Some examples-  ['Quick PDF Scanner + OCR FREE', 'Box', 'Google My Business', 'ZOOM Cloud Meetings', 'join.me - Simple Meetings', 'Box', 'Zenefits', 'Google Ads', 'Google My Business', 'Slack', 'FreshBooks Classic', 'Insightly CRM', 'QuickBooks Accounting: Invoicing & Expenses', 'HipChat - Chat Built for Teams', 'Xero Accounting Software']


As we can see, there is 1181 duplicate apps in our dataset. We will have to figure out a way to remove these from our dataset. 

If we look at the Instagram data above, we can see that the only difference between each row is the number of reviews. This will tell us that the data for each row was taken at different times. Instead of deleting rows at random, we can look at the highest humber of ratings to help guide us towards the most accurate row to use.

We will want to create a new dictionary where each entry is has a unique app name which has the highest amount of reviews, then use that dictionary as our new dataset.

First, we need to figure out how many rows we should see once we get rid of the duplicates.

In [8]:
print('Expected length- ', len(android) - len(duplicate_apps))

Expected length-  9659


We are expecting to see 9659 rows in our new dataset.

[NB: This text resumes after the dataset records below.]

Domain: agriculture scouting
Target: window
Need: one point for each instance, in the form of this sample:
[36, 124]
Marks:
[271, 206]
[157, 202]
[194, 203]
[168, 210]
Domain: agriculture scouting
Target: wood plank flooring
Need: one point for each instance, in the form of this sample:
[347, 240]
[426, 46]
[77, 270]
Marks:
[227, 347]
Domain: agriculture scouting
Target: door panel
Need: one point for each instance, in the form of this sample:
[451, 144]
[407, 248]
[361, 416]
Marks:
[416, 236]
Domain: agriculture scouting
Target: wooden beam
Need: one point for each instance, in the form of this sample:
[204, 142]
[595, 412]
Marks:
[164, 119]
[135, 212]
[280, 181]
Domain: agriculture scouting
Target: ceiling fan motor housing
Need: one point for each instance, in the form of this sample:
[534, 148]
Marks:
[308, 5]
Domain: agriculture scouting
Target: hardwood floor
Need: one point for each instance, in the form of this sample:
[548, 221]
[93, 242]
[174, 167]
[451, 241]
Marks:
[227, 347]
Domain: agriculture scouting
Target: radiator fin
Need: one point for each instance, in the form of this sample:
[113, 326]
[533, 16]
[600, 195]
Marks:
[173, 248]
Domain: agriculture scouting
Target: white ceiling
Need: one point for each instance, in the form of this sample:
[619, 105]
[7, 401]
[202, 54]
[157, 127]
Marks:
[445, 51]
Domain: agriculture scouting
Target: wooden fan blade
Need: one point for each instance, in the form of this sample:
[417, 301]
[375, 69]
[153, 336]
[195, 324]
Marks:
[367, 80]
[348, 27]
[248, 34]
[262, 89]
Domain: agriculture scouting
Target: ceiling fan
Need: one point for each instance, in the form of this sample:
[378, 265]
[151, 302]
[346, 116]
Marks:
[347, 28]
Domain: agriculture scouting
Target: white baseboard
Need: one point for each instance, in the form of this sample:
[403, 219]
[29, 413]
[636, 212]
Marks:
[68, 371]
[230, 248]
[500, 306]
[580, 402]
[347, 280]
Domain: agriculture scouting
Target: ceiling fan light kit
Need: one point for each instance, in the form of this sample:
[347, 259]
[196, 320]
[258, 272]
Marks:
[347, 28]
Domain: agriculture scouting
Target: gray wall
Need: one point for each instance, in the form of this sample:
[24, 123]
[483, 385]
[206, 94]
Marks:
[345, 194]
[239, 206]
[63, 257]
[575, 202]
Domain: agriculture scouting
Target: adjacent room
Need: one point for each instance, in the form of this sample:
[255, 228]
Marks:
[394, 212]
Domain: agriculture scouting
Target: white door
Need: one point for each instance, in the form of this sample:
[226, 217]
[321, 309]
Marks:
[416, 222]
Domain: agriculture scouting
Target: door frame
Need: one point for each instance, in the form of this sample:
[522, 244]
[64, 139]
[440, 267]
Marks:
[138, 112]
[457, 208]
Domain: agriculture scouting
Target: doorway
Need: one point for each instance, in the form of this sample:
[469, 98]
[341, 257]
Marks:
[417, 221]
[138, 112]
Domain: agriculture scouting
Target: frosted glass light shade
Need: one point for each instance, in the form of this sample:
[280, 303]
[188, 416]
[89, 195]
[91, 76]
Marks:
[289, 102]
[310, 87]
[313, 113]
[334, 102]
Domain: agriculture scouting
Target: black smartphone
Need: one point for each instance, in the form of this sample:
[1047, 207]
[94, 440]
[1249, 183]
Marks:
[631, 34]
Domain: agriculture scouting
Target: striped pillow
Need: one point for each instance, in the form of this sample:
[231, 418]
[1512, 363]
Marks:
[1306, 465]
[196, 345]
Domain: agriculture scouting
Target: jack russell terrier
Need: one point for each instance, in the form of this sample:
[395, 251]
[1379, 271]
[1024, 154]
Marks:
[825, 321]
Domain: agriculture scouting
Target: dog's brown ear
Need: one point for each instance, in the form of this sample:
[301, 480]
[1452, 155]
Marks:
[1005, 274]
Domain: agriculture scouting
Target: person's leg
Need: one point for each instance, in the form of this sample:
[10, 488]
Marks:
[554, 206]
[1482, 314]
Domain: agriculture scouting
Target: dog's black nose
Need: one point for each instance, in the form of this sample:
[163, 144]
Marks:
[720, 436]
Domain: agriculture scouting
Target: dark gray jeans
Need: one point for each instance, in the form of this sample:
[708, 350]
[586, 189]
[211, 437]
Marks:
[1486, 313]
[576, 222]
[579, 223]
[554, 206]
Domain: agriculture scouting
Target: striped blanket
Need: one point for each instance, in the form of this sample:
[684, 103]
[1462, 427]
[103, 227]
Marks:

Now, we will make a new dictionary for each on the unique apps with the maximum amount of reviews.

In [9]:
reviews_max = {}

for app in android:
    name = app[0]
    n_reviews = float(app[3])
    
    if name in reviews_max and reviews_max[name] < n_reviews:
        reviews_max[name] = n_reviews
        
    elif name not in reviews_max:
        reviews_max[name] = n_reviews
        
print(len(reviews_max))

9659


As you can see, the length of this new dictionary is the same length as we expected from our previous calculations. We went through the android dataset and stored the name and the review amounts. If the name was already in the dictionary and the reviews that were there are less than the current row, we want to add the new value to the dictionary. Also, we want to add any name that is not yet added to the dictionary as well. So when a name is not in the dictionary, we will just simply add it. If it is already there, we want to test to see if the current value for the row is larger than the previous result. If it is, override the current selection.



In [10]:
android_clean = []
already_added = []

for app in android:
    name = app[0]
    n_reviews=float(app[3])
    
    if (reviews_max[name] == n_reviews) and (name not in already_added):
        android_clean.append(app)
        already_added.append(name)
        
print('Amount in android_clean- ', len(android_clean))

Amount in android_clean-  9659


To clean this database, we are going to create some containers, one for the clean database and one to compare the names to ones that are already added to the database.

We are then going to take the data in android and check the names and reviews. If the current review number is the same as what we have in the reviews_max dictionary, we know that it is the largest number of reviews. We also want to check to make sure that the name is not already in the already_added list. Once the criteria is met, we append the full row to the android_clean and the name to the already_added list.

We can run the explore data function to give us a quick look at this new dataset.

In [11]:
print(android_header)
print('\n')
explore_data(android_clean)

['App', 'Category', 'Rating', 'Reviews', 'Size', 'Installs', 'Type', 'Price', 'Content Rating', 'Genres', 'Last Updated', 'Current Ver', 'Android Ver']


['Photo Editor & Candy Camera & Grid & ScrapBook', 'ART_AND_DESIGN', '4.1', '159', '19M', '10,000+', 'Free', '0', 'Everyone', 'Art & Design', 'January 7, 2018', '1.0.0', '4.0.3 and up']


['U Launcher Lite – FREE Live Cool Themes, Hide Apps', 'ART_AND_DESIGN', '4.7', '87510', '8.7M', '5,000,000+', 'Free', '0', 'Everyone', 'Art & Design', 'August 1, 2018', '1.2.4', '4.0.3 and up']


['Sketch - Draw & Paint', 'ART_AND_DESIGN', '4.5', '215644', '25M', '50,000,000+', 'Free', '0', 'Teen', 'Art & Design', 'June 8, 2018', 'Varies with device', '4.2 and up']


['Pixel Draw - Number Art Coloring Book', 'ART_AND_DESIGN', '4.3', '967', '2.8M', '100,000+', 'Free', '0', 'Everyone', 'Art & Design;Creativity', 'June 20, 2018', '1.1', '4.4 and up']


['Paper flowers instructions', 'ART_AND_DESIGN', '4.4', '167', '5.6M', '50,000+', 'Free', '0', 'Every

As we can see, we have the same number of rows as we had before.

## Getting rid of non-English apps

As we are a company that deals in the English speaking market, we will need to remove apps that do not fit into our demographic. Let's look at a couple of examples of these non-English apps.

In [12]:
print(ios[813][1])
print(ios[6731][1])
print(android_clean[4412][0])
print(android_clean[7940][0])

爱奇艺PPS -《欢乐颂2》电视剧热播
【脱出ゲーム】絶対に最後までプレイしないで 〜謎解き＆ブロックパズル〜
中国語 AQリスニング
لعبة تقدر تربح DZ


As you can see, these apps would not be useful for our purposes.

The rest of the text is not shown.